One table, fifteen plates, two notebooks and great deal of salivating. That’s what greeted the Empress and me as we stepped into the hallowed halls of Allen & Unwin‘s Sydney offices the other week.

Long-term visitors to this blog will recall that last year Steph and I had the same honour – judging the A&U staff bake-off. We love A&U, not only because they publish the Empress’s book as well as my own, but because frankly they are the most enthusiastic cake-baking publishing house we know of. We believe if more publishers paid this level of attention to their morning teas the world would be a better place, and not just because the proceeds go to such worthy causes such as the Indigenous Literacy Project.

But back to the judging. The Empress and I must admit to some relief on seeing this year’s table carrying only 15 entries this year, because last year’s tasting of 27 cakes, biscuits, slices, quiches and pies took about a year to work off.

The bakeoff went all wild-card this year because neither of last year’s butter-and-sugar-fingered winners competed this time. One is overseas (or that’s what they told us).

The other, serial winner Anthony Bryant, has clearly become so much of a threat that shortly before the contest he met with a mysterious “accident”, resulting in a broken leg and the inability to nip around the kitchen to make his customary dozen or so outstanding entries. Poor man couldn’t even make it up the stairs to the bakeoff morning tea. I told you they were serious. (Anthony, give us a call. I know someone who for a modest fee can help you out with some ‘protection’ next year.)

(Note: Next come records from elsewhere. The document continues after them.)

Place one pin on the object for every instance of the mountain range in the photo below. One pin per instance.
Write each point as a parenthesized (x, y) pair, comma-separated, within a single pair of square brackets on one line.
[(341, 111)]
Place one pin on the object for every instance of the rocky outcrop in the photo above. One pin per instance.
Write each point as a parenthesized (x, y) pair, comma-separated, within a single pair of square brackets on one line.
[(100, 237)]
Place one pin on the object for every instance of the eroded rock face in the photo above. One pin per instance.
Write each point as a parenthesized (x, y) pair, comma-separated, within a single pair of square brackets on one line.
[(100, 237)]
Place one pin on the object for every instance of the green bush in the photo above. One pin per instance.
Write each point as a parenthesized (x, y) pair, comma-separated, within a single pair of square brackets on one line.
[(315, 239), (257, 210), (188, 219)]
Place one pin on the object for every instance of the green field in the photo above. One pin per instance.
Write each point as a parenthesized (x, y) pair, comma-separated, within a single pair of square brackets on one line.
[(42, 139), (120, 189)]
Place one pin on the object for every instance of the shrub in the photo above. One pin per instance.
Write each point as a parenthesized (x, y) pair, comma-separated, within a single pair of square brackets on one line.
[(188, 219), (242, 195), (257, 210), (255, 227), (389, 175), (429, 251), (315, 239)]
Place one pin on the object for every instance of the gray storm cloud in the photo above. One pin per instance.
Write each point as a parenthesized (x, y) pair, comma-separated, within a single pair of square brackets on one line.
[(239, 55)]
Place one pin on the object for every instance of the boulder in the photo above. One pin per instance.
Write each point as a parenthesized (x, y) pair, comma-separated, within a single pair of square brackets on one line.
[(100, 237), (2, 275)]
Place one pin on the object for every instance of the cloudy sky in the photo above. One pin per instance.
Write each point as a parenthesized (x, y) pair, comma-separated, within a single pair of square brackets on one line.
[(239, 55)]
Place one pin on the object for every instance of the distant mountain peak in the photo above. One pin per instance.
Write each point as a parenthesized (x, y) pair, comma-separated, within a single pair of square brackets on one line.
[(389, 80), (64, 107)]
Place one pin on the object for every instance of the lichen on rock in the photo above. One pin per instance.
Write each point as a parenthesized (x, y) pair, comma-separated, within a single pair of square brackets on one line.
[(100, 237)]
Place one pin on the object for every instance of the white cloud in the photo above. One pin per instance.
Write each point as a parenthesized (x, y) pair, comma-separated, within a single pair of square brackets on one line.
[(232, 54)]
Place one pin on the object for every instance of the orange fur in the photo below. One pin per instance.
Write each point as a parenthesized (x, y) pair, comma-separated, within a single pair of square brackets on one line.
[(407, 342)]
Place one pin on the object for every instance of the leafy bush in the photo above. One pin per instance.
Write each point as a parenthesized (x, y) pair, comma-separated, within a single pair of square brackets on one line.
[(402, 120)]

Once again, the judging was taken extremely seriously. By the Empress anyway, who is quite experienced in these matters (she actually does food judging, for real!) and goes so far as to wear no perfume so as not to interfere with her senses, and sips only water as she makes her way studiously around the table.

I, on the other hand, was doused in perfume (Chanel, darling, if you must know) and slurped coffee the whole time. See how we complement each other?

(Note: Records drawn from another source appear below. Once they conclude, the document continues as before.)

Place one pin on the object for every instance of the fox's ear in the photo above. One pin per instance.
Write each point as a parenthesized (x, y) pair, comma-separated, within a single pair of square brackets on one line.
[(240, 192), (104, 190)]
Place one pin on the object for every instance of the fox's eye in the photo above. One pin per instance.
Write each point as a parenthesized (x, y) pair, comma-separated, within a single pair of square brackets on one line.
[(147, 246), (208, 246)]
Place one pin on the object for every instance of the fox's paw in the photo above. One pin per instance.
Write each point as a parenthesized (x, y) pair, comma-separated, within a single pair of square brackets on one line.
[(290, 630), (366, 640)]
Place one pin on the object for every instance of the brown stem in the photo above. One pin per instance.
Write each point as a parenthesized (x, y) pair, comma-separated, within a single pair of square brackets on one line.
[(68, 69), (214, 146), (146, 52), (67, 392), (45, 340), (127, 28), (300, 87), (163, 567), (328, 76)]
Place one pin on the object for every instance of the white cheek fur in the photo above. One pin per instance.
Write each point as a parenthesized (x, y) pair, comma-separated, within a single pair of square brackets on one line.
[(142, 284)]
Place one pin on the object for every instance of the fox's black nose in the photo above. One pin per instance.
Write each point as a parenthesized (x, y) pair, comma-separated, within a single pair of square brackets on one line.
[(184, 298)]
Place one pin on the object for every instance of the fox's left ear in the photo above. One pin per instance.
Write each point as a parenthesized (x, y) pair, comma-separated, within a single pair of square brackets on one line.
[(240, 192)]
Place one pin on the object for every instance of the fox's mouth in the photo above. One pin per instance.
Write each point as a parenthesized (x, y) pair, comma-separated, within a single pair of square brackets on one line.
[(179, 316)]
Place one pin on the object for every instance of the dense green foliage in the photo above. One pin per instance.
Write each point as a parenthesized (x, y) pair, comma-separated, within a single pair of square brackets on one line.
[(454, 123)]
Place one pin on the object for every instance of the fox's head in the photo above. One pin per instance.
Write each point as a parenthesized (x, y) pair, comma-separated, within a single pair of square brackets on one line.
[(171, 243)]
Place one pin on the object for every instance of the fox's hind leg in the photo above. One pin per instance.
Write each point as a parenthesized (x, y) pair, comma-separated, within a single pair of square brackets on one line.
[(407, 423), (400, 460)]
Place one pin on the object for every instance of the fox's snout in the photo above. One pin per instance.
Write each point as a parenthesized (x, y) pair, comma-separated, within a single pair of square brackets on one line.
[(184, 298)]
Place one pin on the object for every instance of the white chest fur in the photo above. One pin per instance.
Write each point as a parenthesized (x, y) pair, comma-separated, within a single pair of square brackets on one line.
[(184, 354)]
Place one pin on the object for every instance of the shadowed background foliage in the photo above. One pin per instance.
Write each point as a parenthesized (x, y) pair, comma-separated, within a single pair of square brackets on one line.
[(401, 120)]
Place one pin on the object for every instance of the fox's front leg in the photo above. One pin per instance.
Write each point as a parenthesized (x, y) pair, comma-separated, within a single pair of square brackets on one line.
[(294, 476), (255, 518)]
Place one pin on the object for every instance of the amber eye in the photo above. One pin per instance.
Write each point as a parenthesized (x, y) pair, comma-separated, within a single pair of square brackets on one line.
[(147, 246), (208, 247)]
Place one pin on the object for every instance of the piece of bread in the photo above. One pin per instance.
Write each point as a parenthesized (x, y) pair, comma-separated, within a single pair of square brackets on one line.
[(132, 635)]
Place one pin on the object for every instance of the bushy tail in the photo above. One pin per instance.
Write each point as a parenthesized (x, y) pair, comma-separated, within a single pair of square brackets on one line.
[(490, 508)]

The Empress and I made our way through the blind tasting in four categories this time, separately keeping our scores out of 10 each for presentation and texture, and out of 20 for flavour.

This year we also added an optional extra point for X-factorness and general pizazz. Once again, our scores were remarkably similar, varying only by a point each time.


And the winners were…

General: Susan Suhood’s delicately balanced and stunningly presented lemon tart (top).

Chocolate: Andy Palmer’s tiramisu – rich, exquisitely layered, and artfully balanced with the surprise element of delicious lumps of hard chocolate throughout (pic 2).

Savoury: Fiona Wilson’s perfectly textured and beautifully sharp & crumbly cheese biscuits (pic 3).

Slices, biscuits, friands & muffins: Kate Calhau’s rich, velvety berry & almond muffins (right).

So, thanks to all bakers and Jo and Fiona from A&U for having us back, and for showering the Empress and me with a copy each of this most brilliant and divine gift (more on this perfect book later!).

Lastly, congratulations to the winners – from left below, the Empress with Fiona, Andy, Kate and Susan. Till next year!